The continued growth of the Group and the need for storage and maintenance of the very extensive range of camping equipment led to the building of the ‘Rown Mecneil Memorial Scotch Hall’, which was opened by Lady Baden-Powell on the 1st of December, 1957.

At about the time that the designations of 1st Scotch College and 2nd Scotch College were dropped from the 1st Hawthorn name, a new section of the Group was formed – the Rover Crew. Since it’s first meeting on the 8th of June, 1931, the 1st Hawthorn (Old Scotch) Rover Crew has met continuously, the first Rover Scotch Leader being Mr Ron Wilson, who was also Group Scout Master for many years.

The Cub Pack at the College was formed in 1932, under the guidance of Cub Master Miss Dale. Because Scotch College is a school group, the Pack had to serve the Junior School. The Cub Pack’s history has been rather chequered as at various times it was decided to confine Scouting to the Senior School only.

The original Pack closed in 1933, after only a few months operation, but a new Pack was opened early in 1935 and run by two of the older Scouts. Mr Ron Wilson took over the Pack as Cub Master in 1938.

An experiment begun in 1940 was the supplementary section between the Junior School Cub Pack and the Senior School Scout Troops. This was the third Scout Troop, attached to the Junior School and catering for boys in that school over the age of eleven years.

The third Troop had as it’s first Scout Master, Mr R.G. Rowlands, who later became the Group Scout Master. But by 1943 this Troop had been transferred to the Senior School, and a second Cub Pack was formed in the Junior School to take it’s place.

The two Cub Packs were merged in 1952, and operated as the combined 1st Hawthorn Cub Pack until 1963, when it again closed down. In 1944 a cub den had been opened, and when the Pack ceased to function the floor of the den was used at Wishart Lodge, the District Campsite at Lilydale. For some years during the 1952-63 period the Cub Pack was, as earlier, without a Warranted Cub Master and was run by Senior Scouts.

The fourth Troop was formed at Scotch in 1943 at the same time as the third Troop but was originally attached to the Senior School, its purpose being to absorb boys on the waiting lists for the frist and second Troops. However, in 1944 the fourth Troop was reformed within the Junior School. The Troop closed down in 1948, leaving the Junior School without a Troop.

In 1945, two old Scouts of the Group formed a Senior Scout Troop at the School, and this section has been active ever since.

The fourth Troop was reformed in the Senior School in 1960.

Because of its huge size, 1st Hawthorn has been organised and run slightly different from the average Group, in fact, in many ways 1st Hawthorn could be described as a District within a District. Two unusual features of the Group in past years have been, firstly, its use of Troop Leaders virtually as Assistant Scout Masters. Secondly, the formation of a Pioneer Patrol which operated at 1st Hawthorn as an alternative to the Senior Scout Troop.

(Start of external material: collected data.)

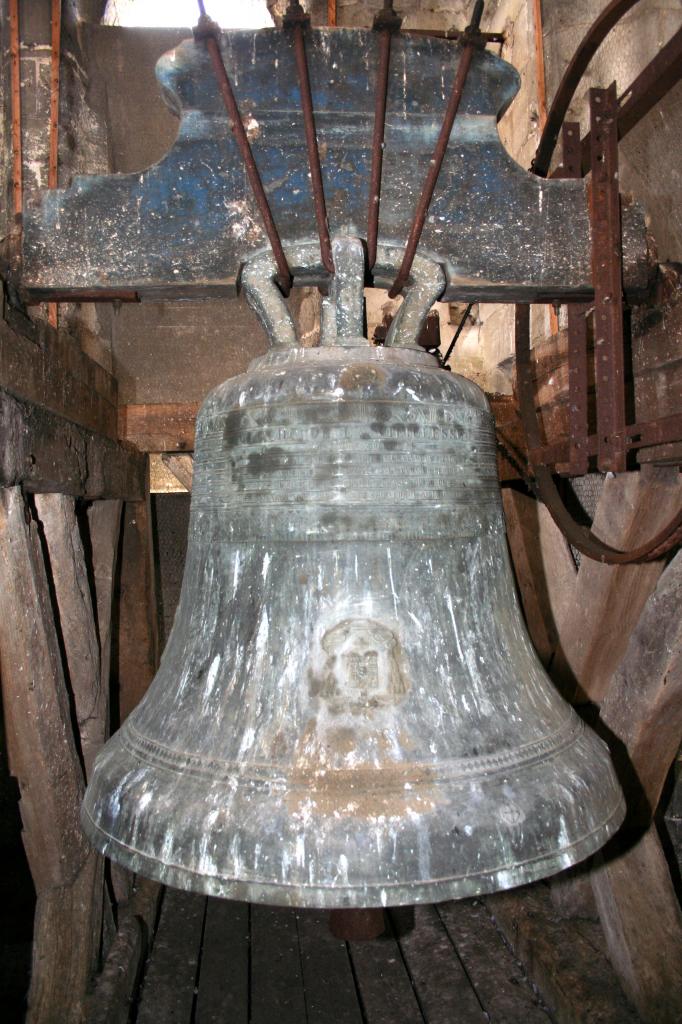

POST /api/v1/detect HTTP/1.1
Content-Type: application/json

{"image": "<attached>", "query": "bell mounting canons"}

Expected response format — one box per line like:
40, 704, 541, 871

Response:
82, 239, 624, 907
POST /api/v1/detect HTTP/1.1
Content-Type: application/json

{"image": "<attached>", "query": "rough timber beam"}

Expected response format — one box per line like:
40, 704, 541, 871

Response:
0, 387, 146, 500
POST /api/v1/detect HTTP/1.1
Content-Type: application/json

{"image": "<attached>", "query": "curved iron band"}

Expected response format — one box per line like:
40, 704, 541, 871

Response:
515, 304, 682, 565
194, 13, 293, 295
531, 0, 643, 177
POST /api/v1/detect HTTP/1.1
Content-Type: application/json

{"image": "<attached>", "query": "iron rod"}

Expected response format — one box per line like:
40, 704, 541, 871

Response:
195, 12, 293, 295
9, 0, 22, 266
48, 0, 61, 329
589, 84, 626, 474
367, 3, 401, 271
558, 124, 589, 476
289, 13, 334, 275
442, 302, 474, 366
388, 1, 483, 298
367, 29, 392, 272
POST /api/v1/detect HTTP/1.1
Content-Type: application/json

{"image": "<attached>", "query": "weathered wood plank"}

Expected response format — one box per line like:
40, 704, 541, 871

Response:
161, 452, 194, 492
115, 494, 160, 723
119, 402, 199, 453
591, 828, 682, 1024
0, 315, 117, 438
1, 387, 145, 499
34, 493, 103, 778
486, 885, 639, 1024
0, 487, 88, 889
251, 905, 307, 1024
437, 899, 552, 1022
195, 899, 249, 1024
348, 926, 424, 1024
489, 395, 531, 483
85, 911, 143, 1024
297, 910, 363, 1024
29, 852, 102, 1024
502, 488, 576, 667
390, 903, 485, 1024
87, 499, 123, 732
87, 878, 166, 1024
598, 550, 682, 823
0, 486, 95, 1024
137, 889, 206, 1024
551, 467, 682, 702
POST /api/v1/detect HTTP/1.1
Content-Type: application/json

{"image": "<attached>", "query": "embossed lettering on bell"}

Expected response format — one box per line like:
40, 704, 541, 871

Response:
83, 242, 624, 907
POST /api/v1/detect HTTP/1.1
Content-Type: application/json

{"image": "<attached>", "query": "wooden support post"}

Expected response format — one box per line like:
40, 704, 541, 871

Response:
85, 878, 162, 1024
599, 549, 682, 824
116, 484, 160, 724
87, 500, 124, 730
0, 486, 94, 1024
34, 493, 103, 778
591, 828, 682, 1023
551, 467, 682, 702
502, 488, 576, 668
161, 452, 194, 493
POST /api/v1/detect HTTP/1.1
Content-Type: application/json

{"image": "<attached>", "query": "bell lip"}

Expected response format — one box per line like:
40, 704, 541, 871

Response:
81, 793, 625, 909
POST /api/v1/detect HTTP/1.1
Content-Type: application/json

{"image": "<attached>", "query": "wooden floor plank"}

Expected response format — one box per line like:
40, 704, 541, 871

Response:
390, 904, 486, 1024
348, 926, 424, 1024
437, 900, 552, 1023
250, 905, 307, 1024
137, 889, 206, 1024
296, 910, 363, 1024
195, 899, 249, 1024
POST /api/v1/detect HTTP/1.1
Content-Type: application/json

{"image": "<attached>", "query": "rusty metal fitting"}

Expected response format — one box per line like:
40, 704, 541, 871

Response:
283, 0, 310, 29
373, 2, 402, 33
450, 0, 487, 49
445, 28, 502, 46
193, 13, 221, 42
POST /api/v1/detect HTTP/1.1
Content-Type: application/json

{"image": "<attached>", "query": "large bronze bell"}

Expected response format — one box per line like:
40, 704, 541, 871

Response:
83, 240, 624, 907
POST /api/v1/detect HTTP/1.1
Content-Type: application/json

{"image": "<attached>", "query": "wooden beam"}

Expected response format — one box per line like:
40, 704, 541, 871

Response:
118, 402, 199, 452
486, 885, 639, 1024
34, 493, 103, 779
0, 486, 98, 1024
0, 487, 88, 889
489, 395, 531, 483
591, 828, 682, 1023
88, 500, 124, 722
115, 491, 160, 723
161, 453, 194, 492
599, 549, 682, 823
85, 878, 162, 1024
502, 488, 576, 667
0, 316, 117, 438
1, 387, 145, 499
551, 467, 682, 702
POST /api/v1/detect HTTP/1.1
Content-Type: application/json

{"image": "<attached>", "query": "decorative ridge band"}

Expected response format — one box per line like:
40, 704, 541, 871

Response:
119, 713, 582, 788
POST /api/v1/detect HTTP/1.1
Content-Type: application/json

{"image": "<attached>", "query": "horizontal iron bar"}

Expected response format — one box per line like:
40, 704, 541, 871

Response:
529, 412, 682, 468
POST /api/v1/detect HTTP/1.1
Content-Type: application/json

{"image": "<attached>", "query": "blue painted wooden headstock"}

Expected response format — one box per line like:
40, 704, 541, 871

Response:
21, 28, 646, 301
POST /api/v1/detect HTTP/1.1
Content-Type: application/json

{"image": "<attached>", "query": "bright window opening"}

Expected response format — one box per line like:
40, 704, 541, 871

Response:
102, 0, 274, 29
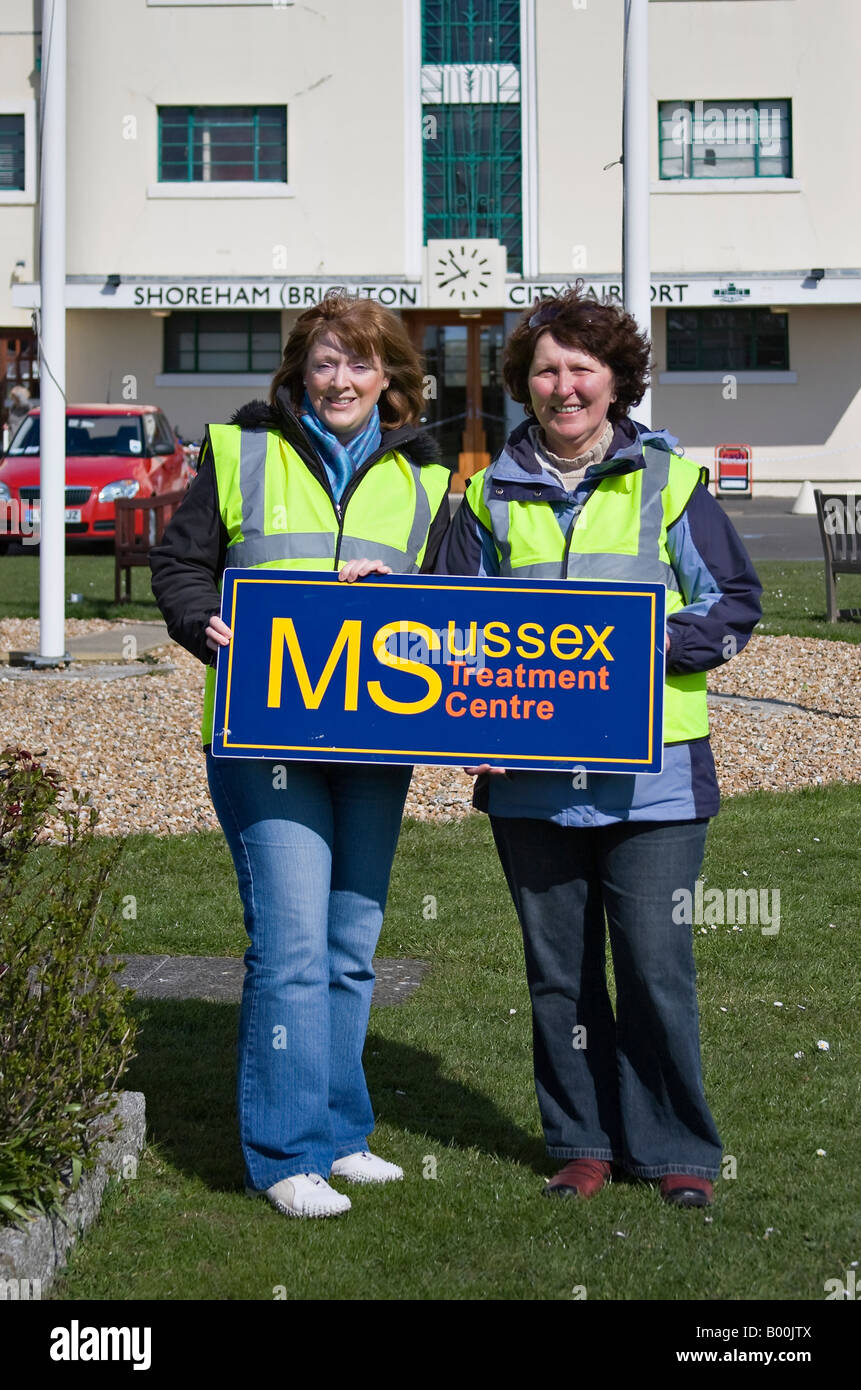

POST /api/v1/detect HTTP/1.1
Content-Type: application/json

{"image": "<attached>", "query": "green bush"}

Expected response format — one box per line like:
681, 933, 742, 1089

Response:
0, 747, 137, 1226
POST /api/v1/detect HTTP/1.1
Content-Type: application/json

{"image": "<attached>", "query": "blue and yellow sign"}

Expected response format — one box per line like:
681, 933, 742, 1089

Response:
211, 570, 666, 772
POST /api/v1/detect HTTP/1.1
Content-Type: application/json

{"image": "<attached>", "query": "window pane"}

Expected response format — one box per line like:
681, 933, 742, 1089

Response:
0, 114, 26, 190
666, 311, 699, 370
752, 309, 789, 368
160, 106, 286, 182
250, 328, 281, 372
422, 0, 520, 64
164, 314, 197, 371
160, 108, 191, 180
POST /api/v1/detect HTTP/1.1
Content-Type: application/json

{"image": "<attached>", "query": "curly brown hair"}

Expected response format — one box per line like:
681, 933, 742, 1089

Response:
270, 293, 425, 430
503, 285, 652, 424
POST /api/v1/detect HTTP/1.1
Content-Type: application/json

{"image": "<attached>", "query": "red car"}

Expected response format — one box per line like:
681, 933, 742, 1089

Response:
0, 404, 193, 549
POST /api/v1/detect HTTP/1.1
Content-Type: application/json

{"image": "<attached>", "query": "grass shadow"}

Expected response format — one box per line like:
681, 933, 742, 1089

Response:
126, 996, 545, 1192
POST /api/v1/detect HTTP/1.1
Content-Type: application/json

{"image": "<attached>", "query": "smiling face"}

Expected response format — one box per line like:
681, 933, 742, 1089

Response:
527, 332, 616, 459
303, 334, 390, 440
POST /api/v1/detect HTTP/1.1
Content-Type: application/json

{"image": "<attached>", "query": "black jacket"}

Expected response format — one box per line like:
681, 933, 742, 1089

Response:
149, 387, 451, 667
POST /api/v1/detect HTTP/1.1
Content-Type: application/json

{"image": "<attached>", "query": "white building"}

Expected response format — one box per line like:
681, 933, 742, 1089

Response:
3, 0, 860, 496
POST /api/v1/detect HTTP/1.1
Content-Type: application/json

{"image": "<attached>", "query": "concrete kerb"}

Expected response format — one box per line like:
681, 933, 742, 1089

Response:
114, 954, 430, 1006
0, 1091, 146, 1299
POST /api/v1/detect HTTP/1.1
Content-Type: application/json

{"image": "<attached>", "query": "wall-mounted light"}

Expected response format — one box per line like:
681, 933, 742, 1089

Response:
102, 273, 122, 294
809, 269, 825, 281
150, 310, 171, 319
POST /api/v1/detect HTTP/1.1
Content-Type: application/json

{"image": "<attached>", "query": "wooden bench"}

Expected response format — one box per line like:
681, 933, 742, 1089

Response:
814, 489, 861, 622
114, 490, 187, 603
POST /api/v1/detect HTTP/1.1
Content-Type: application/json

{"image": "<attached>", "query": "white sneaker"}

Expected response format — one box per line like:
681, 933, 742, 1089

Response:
330, 1150, 404, 1185
246, 1173, 352, 1218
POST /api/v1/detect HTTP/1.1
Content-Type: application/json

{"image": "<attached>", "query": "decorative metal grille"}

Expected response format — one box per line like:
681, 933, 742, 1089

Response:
422, 0, 520, 64
421, 2, 523, 272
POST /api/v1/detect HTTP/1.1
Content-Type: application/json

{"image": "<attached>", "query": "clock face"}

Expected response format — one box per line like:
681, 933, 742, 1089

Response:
433, 244, 493, 302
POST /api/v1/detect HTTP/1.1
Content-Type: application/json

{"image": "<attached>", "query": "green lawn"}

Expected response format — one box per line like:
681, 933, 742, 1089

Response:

A Sea Scout Troop was formed, as part of the 1st Hawthorn Scout Group in 1969. In 1985, this Troop was restructured, and operated outside the aegis of the Scout Association.

In 1985, due to total reorganisation of Service activities at the school, the number of Troops dropped from four to two, but in 1986 had increased to three Troops of twenty four Scouts each. The four Venturer Units disappeared – the Venturers being absorbed into the newly created Adventure Program. In fact, it was the Venturer Leaders who took over initial leadership of this new program, with many activities offered having been part of the Venturer program. However, an increasing number of boys elected to form a Queen’s Scout Venturer Unit as part of the Adventurer Program – their main aim being to work towards the coveted award.

The members of the 1st Hawthorn Scout Group wear a maroon scarf with yellow piping around the edge, and the school badge on the back.